The Modi-led alliance has shopped and grabbed partners aggressively over past weeks. INDIA has suffered emaciation from where it began; it lost Nitish Kumar in Bihar, it is a non-starter in Bengal and Jammu and Kashmir.

The Modi government has shown little embarrassment in using institutions of state; it has scarcely mattered whether they are under the executive’s direct control or not. The Opposition has suffered targeted chasing and hounding by agencies such as the Enforcement Directorate.

The treasury has lorded over the legislature as never before, often turning to obfuscation and abuse; the Opposition, depleted and divided, has endured record refusal and suspensions.

There can probably be no finer index of how lop-sided the contest is than the revelation of who got what from the electoral bonds. Beyond the bonds too, the Modi project’s access to resources not merely financial is immeasurably greater.

It is beyond astonishment how and where India’s traditional party of power lost the keys to the kingdom, the tricks to acquiring power and holding on to it. It is nothing short of astonishing that they seem not only to have fallen in the hands of the Narendra Modi-Amit Shah enterprise but are also being put to vigorous and profitable use. The swiftness and swag with which they began to manoeuvre and manipulate the handles of power and the divisive social impulses to appropriate advantage after assuming power in 2014 remain a most dramatic, and no less worrisome, work in progress.
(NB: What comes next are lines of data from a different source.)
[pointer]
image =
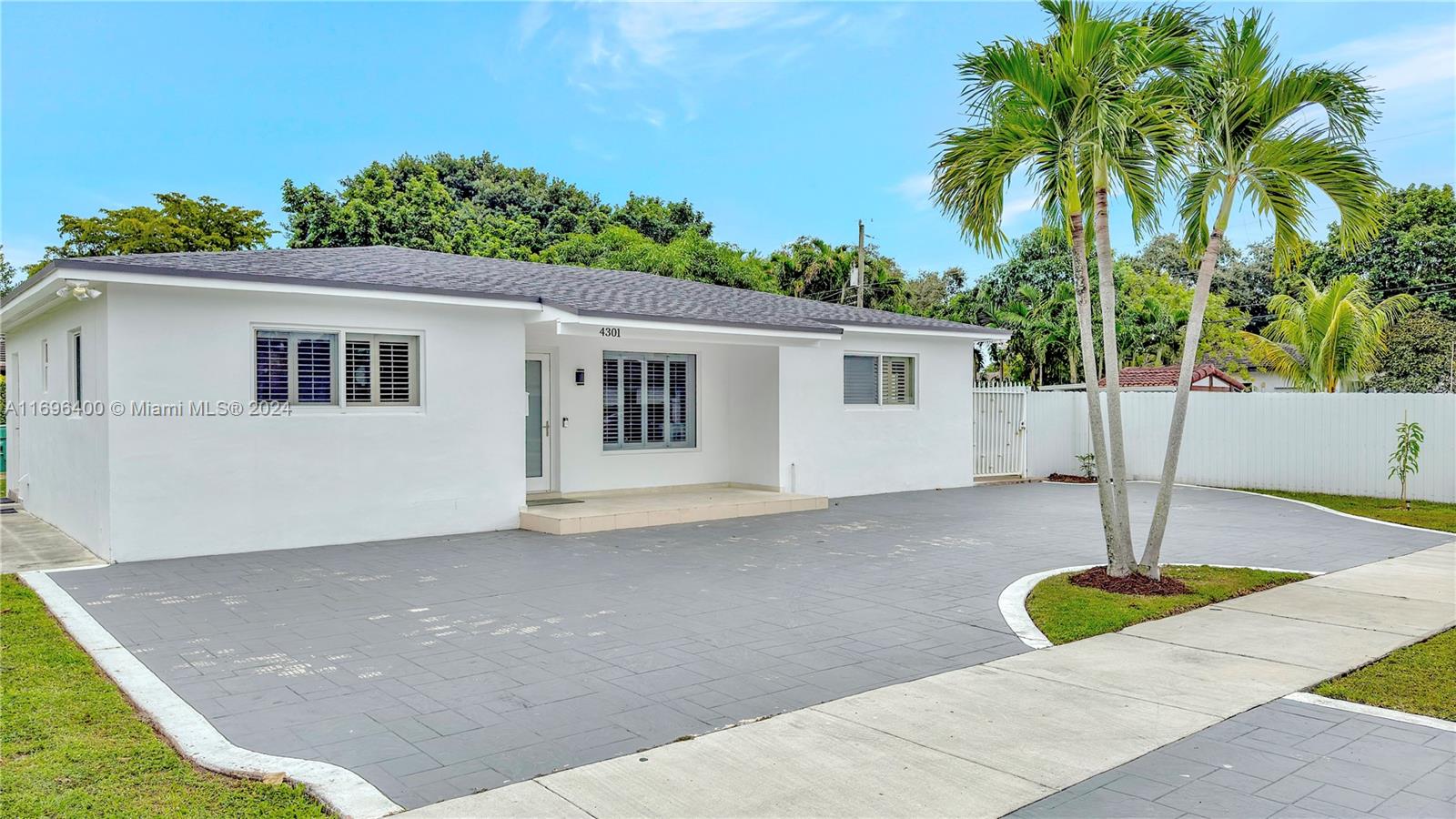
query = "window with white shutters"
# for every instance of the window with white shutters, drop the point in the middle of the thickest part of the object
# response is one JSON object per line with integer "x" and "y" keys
{"x": 305, "y": 368}
{"x": 380, "y": 370}
{"x": 295, "y": 366}
{"x": 880, "y": 380}
{"x": 648, "y": 401}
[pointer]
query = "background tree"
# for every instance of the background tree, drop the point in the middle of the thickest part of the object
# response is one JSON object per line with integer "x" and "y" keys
{"x": 1249, "y": 116}
{"x": 6, "y": 278}
{"x": 691, "y": 256}
{"x": 813, "y": 268}
{"x": 177, "y": 225}
{"x": 1412, "y": 252}
{"x": 1024, "y": 116}
{"x": 929, "y": 293}
{"x": 1329, "y": 337}
{"x": 1420, "y": 356}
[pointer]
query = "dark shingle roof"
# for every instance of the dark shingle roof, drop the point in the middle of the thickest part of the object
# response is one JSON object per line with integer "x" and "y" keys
{"x": 608, "y": 293}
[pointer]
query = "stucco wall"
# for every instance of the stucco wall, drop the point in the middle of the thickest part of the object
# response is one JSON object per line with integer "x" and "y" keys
{"x": 834, "y": 450}
{"x": 324, "y": 475}
{"x": 57, "y": 465}
{"x": 737, "y": 417}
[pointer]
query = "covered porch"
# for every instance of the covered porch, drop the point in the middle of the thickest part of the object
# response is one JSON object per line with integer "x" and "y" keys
{"x": 606, "y": 511}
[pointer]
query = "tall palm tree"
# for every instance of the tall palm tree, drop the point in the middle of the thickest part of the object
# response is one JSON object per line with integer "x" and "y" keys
{"x": 1125, "y": 70}
{"x": 1026, "y": 118}
{"x": 1252, "y": 136}
{"x": 1325, "y": 337}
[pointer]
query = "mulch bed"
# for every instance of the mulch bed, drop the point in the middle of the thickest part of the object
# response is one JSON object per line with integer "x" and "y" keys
{"x": 1132, "y": 584}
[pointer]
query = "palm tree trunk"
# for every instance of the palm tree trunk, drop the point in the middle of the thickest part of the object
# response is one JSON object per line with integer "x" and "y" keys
{"x": 1152, "y": 552}
{"x": 1121, "y": 562}
{"x": 1104, "y": 484}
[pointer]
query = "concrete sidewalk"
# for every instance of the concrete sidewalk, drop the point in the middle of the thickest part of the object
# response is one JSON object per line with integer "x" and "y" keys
{"x": 989, "y": 739}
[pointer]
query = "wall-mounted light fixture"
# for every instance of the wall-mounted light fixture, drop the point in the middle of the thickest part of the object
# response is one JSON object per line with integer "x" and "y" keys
{"x": 79, "y": 290}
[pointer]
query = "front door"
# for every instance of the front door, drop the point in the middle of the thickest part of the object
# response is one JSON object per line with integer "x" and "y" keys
{"x": 538, "y": 423}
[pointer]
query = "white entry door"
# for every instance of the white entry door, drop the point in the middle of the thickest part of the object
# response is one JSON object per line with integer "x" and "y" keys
{"x": 539, "y": 433}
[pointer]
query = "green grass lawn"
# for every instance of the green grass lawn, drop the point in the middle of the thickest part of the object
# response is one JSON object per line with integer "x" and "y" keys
{"x": 1419, "y": 680}
{"x": 70, "y": 743}
{"x": 1424, "y": 513}
{"x": 1067, "y": 612}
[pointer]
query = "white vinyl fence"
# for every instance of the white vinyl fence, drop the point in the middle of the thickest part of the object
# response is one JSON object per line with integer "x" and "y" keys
{"x": 1298, "y": 442}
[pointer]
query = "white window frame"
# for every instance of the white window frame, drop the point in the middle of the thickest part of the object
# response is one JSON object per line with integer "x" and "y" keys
{"x": 880, "y": 380}
{"x": 341, "y": 336}
{"x": 693, "y": 413}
What has rolled out in the general elections since is an undeclared open-ended referendum on what the arrival of Narendra Modi in power should really come to mean. The code of these elections needs to be understood beyond the numbers in the Lok Sabha. This is no ordinary time. And the time to come may be even less ordinary. For if there is one thing the last two general elections have done, it is this: validate the values Modi and his worldview embody and vacate the values of several, or all, of his predecessors.

Majoritarian India has never been so audaciously enthroned. The majoritarian ethic has never appeared so unflinching in its determination to impose itself.

Postscript: As you read this, we are two days from the first vote for 2024. Save the orchestrated outings of the chief competitors — and the raucous battlements of television studios — you’d probably have discerned barely a ripple on the landscape of waves our elections usually are. A silence, even sullenness, hangs in the air, an anti-excitement. Nobody can be sure what it is telling us, if anything. Does it tell us of a contest whose outcome there’s no thrill or suspense over? Or is this the silence of a voter intending a surprise? We do not know; we shan’t until June 4. It’s when the people speak and India listens.